Romanos 9:17-18: “Porque la Escritura dice a Faraón: Para esto mismo te he levantado, para mostrar en ti mi poder, y para que mi nombre sea anunciado por toda la tierra. 18 De manera que de quien quiere, tiene misericordia, y al que quiere endurecer, endurece”.

Romanos 9:9-23 es tal vez uno de los pasajes más controversiales en la Biblia. Cuando lo leemos notamos que la soberanía de Dios es particular con relación al libre albedrío del hombre. ¿Qué sucede aquí?

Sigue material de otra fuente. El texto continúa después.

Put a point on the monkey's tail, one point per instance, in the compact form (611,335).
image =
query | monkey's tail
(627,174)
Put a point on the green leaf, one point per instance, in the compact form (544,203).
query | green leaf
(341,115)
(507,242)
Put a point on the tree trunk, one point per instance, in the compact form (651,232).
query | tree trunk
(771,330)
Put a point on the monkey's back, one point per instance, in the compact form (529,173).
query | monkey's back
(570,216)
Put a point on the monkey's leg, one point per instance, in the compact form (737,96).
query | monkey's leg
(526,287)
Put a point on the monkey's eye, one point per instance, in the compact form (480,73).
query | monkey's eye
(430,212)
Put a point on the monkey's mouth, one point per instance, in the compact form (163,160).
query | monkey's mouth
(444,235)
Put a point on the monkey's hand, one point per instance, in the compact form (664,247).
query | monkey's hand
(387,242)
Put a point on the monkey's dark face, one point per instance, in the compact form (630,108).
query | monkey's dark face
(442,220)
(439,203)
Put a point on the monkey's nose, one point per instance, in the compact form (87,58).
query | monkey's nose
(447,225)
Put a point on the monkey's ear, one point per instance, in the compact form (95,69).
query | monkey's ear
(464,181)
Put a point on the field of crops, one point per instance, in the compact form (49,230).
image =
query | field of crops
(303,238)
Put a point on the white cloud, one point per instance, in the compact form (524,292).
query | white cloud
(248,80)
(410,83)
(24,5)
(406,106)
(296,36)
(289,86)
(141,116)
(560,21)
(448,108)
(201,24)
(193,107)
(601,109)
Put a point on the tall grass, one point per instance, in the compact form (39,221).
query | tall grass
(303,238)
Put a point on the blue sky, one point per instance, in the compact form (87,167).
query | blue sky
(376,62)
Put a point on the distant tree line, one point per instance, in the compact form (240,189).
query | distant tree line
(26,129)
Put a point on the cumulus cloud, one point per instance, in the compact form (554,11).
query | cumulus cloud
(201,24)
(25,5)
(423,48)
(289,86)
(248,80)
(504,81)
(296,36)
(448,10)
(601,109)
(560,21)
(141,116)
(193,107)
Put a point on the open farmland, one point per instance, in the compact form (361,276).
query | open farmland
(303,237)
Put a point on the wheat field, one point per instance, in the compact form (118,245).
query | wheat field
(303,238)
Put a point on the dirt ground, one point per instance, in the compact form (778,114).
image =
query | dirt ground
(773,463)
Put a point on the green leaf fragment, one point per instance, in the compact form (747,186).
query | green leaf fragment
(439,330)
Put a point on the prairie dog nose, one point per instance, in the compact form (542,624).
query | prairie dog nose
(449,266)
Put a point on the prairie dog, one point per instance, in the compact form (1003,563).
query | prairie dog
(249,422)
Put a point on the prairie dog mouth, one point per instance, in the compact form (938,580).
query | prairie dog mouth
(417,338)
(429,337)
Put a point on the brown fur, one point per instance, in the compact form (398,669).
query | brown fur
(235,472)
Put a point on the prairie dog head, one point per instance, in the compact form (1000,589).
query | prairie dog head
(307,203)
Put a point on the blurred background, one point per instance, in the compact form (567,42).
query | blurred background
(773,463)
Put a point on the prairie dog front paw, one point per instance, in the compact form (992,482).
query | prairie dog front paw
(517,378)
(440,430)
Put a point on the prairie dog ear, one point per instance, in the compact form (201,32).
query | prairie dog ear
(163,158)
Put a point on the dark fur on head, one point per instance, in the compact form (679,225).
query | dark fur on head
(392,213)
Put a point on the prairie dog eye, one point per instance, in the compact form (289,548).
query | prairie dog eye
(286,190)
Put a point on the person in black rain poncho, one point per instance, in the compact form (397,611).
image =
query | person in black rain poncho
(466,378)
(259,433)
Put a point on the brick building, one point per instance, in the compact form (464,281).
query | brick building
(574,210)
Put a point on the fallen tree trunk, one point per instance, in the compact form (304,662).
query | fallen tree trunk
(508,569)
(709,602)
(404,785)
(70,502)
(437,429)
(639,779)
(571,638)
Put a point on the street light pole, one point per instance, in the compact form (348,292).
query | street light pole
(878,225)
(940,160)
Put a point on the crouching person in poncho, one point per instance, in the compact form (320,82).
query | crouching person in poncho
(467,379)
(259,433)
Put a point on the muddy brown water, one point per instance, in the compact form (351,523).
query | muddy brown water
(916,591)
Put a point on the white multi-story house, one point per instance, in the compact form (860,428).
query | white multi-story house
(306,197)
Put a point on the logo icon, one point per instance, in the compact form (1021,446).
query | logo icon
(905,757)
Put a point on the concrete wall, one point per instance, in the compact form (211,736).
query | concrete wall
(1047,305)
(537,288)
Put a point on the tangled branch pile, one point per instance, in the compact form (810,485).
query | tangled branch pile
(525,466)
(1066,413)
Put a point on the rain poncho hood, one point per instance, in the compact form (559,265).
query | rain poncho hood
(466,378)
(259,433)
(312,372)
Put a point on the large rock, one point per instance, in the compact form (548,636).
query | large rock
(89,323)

Básicamente, Dios tiene el derecho de hacer con Su creación lo que le plazca. En la Palabra descubrimos que Dios está en perfecto control:

  • Hechos 4:27-28: “Porque verdaderamente se unieron en esta ciudad contra tu santo Hijo Jesús, a quien ungiste, Herodes y Poncio Pilato, con los gentiles y el pueblo de Israel, 28 para hacer cuanto tu mano y tu consejo habían antes determinado que sucediera”.

En otras palabras, Dios está en control e inclina el corazón de las personas (Proverbios 21:1) y dirige la historia hacia donde Él quiere que vaya.

Dios levantó a Faraón con un propósito: Para demostrar que Él es todopoderoso. ¿Cómo fue esto llevado a cabo? Por los milagros realizados a través de Moisés que permitió que los israelitas fueron liberados. ¿Tiene Dios el derecho y la habilidad para endurecer a quien Él desea en el proceso de llevar a cabo Su voluntad? De acuerdo a Romanos 9:18, sí tiene ese derecho. ¿Esto hace que Dios esté equivocado? ¡En lo absoluto! Dios no hace nada equivocadamente. De hecho, Faraón era un pecador que merecía el justo juicio de Dios. Algunos dicen que Dios simplemente endureció el corazón de Faraón hacia su tendencia natural.  Otros, sostienen que Dios endureció activamente su corazón. Cualquiera sea el caso, Faraón rechazó al Dios vivo y verdadero y lo usó para Su propósito.